On O’Reilly’s Tools of Change blog, Hugh McGuire—the co-developer of the Book Oven on-line content management system for publishing, among other things—explains why a better publishing platform might actually be made from WordPress, of all things.
McGuire started Book Oven with the goal of building books “in the cloud”, so that online collaboration would be easier, and the book would be more portable to different devices. But while pitching his system he encountered suggestions that “It would be great to have a tool that’s as easy to use as WordPress.”
That started him thinking. WordPress is familiar to most writers who blog, stable, open-source, and infinitely customizable.
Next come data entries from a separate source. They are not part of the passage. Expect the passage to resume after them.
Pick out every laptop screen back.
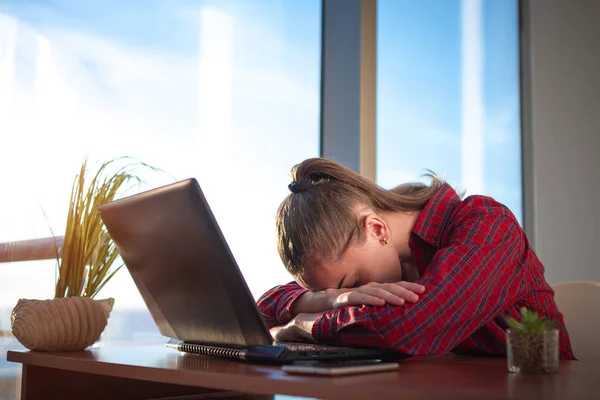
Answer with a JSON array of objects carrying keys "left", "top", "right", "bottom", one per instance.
[{"left": 98, "top": 179, "right": 272, "bottom": 347}]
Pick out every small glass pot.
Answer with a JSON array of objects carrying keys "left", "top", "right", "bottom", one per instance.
[{"left": 506, "top": 329, "right": 559, "bottom": 374}]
And pre-existing plugins already do much of what a book-publishing system would need.
But the system is more than just theoretical—it turns out that the Master of Publishing class at Simon Fraser University put together such a WordPress-based system and used it to create The Book of MPub, a collection of student essays available as a print-on-demand book or freely downloadable in PDF and EPUB formats.
A WordPress-based tool does have a number of advantages, including being open-source based (though the MPub students did also tie their system into the professional package InDesign for crafting the printed book), economical, and easy to learn to use. Hannah Johnson at Publishing Perspectives wonders whether its perceived “hacked-together” nature might be a turn-off to larger publishers, however.